Che l’allenamento implichi una certo dose di sacrificio è chiaro a tutti, e proprio questo fattore determina spesso l’abbandono dell’attività o gli eterni rinvii di un allenamento. Allenarsi in gruppo è il modo migliore per riuscire non solo ad essere costanti ma ad ottimizzare anche i vantaggi sul fronte dei risultati.

Il coinvolgimento delle discipline di gruppo infatti crea un legame, un sodalizio fra i partecipanti che è la migliore leva per vincere la pigrizia evitando di tornare a farsi fagocitare dal divano. Non importa quale disciplina si scelga, che sia una attività coreografico musicale, una disciplina marziale, uno sport di squadra o semplicemente le uscite settimanali di running da fare con qualche amico, il risultato sarà sempre il medesimo: maggiore costanza, maggiore impegno e quindi maggiori risultati.

Lo dicono naturalmente anche gli studi in merito alle attività di gruppo. Sia quelli che riguardano il marketing, che confermano una maggiore fidelizzazione dei clienti che praticano attività di gruppo, sia gli studi relativi a componenti organiche. Questi ultimi hanno infatti da tempo confermato che, a parità di stimoli allenanti, chi si allena in gruppo ha un maggior rilascio di betaendorfine, queste garantiscono una maggiore tolleranza allo sforzo consentendo di protrarlo più a lungo.

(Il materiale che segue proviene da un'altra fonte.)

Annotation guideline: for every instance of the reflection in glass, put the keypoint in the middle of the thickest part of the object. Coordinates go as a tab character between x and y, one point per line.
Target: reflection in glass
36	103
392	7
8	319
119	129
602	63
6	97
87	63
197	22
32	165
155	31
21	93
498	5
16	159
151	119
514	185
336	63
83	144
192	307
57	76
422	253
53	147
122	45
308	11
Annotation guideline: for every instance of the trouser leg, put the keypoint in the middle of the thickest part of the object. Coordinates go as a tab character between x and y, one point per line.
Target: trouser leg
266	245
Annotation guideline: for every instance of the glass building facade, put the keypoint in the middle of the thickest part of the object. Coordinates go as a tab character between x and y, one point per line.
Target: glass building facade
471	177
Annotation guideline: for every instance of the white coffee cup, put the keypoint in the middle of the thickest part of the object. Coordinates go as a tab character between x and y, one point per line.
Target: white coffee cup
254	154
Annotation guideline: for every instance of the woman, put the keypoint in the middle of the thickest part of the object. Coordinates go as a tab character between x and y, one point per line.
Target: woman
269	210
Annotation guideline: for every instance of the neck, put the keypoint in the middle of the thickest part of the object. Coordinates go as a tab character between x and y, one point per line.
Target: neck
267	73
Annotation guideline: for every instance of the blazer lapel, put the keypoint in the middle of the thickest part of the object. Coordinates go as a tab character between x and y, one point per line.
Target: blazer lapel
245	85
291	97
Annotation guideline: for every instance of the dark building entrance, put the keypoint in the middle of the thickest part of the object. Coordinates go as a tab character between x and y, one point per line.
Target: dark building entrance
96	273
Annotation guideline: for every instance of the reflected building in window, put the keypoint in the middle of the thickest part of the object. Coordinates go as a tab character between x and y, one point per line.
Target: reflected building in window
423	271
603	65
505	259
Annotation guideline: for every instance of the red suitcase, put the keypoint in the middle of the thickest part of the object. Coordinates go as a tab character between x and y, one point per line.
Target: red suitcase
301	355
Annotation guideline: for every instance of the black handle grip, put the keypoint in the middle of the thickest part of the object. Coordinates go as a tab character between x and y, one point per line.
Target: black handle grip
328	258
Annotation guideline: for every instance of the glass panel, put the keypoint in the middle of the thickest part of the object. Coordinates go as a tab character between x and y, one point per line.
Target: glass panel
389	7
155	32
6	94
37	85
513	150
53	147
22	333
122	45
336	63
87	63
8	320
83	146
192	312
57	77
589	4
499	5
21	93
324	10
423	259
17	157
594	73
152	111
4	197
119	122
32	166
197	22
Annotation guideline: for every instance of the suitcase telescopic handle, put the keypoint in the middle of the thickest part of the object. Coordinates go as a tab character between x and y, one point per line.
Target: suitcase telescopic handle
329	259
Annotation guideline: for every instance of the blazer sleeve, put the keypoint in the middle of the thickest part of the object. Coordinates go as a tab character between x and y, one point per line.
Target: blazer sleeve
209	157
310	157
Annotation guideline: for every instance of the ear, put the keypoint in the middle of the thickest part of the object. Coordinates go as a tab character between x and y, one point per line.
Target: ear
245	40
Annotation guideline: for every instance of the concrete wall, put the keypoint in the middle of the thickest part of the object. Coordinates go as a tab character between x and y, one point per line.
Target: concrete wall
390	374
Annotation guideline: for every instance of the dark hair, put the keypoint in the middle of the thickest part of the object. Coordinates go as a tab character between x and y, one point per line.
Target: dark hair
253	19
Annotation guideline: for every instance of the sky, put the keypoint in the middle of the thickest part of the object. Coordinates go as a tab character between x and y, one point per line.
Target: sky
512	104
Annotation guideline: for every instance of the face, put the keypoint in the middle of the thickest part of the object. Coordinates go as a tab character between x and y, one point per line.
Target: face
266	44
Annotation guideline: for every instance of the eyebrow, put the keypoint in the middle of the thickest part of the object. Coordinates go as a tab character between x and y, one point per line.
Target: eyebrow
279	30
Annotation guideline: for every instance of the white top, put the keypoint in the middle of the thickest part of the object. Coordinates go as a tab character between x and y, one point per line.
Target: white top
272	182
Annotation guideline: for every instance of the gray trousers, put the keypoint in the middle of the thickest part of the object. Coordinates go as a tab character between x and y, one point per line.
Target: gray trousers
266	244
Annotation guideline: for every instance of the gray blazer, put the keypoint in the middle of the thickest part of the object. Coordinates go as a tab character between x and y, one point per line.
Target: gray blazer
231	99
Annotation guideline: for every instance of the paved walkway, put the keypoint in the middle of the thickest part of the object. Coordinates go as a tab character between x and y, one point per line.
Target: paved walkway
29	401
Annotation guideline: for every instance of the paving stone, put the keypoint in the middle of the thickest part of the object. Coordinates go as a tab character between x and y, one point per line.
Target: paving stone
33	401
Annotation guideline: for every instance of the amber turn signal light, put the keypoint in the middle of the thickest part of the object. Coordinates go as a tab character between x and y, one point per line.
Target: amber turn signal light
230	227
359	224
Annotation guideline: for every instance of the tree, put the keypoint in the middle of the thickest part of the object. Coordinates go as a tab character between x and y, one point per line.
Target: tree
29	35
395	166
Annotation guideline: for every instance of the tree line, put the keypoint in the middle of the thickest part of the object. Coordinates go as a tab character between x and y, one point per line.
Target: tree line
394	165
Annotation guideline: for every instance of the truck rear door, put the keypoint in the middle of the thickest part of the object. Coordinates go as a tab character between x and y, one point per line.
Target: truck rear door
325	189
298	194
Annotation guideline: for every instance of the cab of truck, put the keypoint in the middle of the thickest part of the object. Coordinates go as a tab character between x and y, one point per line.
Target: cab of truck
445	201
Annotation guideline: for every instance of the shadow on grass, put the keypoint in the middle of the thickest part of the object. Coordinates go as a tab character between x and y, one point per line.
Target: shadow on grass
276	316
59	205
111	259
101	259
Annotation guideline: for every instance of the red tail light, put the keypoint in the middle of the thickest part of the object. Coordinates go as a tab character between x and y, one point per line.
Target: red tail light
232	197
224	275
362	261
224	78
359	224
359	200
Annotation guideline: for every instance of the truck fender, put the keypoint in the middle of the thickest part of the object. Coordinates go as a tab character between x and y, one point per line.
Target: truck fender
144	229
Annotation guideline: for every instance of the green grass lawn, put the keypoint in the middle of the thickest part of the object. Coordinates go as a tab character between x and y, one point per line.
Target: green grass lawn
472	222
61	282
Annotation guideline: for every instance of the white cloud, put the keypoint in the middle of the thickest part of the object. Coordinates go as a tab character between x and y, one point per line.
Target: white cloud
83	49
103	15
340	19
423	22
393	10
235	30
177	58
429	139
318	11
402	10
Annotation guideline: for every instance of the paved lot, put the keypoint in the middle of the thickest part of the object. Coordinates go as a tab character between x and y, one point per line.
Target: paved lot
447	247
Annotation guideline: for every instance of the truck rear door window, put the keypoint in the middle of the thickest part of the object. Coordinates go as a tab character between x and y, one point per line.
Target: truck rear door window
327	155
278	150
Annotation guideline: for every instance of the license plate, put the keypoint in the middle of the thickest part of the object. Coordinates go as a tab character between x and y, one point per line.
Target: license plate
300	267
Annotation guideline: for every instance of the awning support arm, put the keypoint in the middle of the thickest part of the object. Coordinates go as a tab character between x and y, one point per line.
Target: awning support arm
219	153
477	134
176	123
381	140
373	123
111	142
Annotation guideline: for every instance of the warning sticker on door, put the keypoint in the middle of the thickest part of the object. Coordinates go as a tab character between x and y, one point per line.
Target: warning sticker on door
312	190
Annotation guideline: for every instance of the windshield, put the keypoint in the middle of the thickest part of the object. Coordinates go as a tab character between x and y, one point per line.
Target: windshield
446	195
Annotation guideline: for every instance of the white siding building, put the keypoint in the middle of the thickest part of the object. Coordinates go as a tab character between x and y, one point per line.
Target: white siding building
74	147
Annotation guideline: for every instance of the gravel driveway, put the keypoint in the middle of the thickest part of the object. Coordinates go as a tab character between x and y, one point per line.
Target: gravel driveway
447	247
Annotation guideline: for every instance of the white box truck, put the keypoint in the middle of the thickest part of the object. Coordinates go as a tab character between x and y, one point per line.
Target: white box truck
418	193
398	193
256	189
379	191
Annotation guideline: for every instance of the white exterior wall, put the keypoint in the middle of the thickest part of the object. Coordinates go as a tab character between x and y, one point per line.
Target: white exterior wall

Non bastassero le conferme scientifiche, tutti quelli che si allenano in gruppo possono descrivere come, presi dall’entusiasmo (o spinti da una sana competizione), cerchino sempre di dare il meglio. Tali dati infine non sono interessanti solo per chi si allena, ma anche per chi intende avviare la sua attività nel mondo del fitness, sembra proprio che tra le 10 professioni che saranno maggiormente richieste nei prossimi 5 anni vi siano infatti gli istruttori di fitness di gruppo!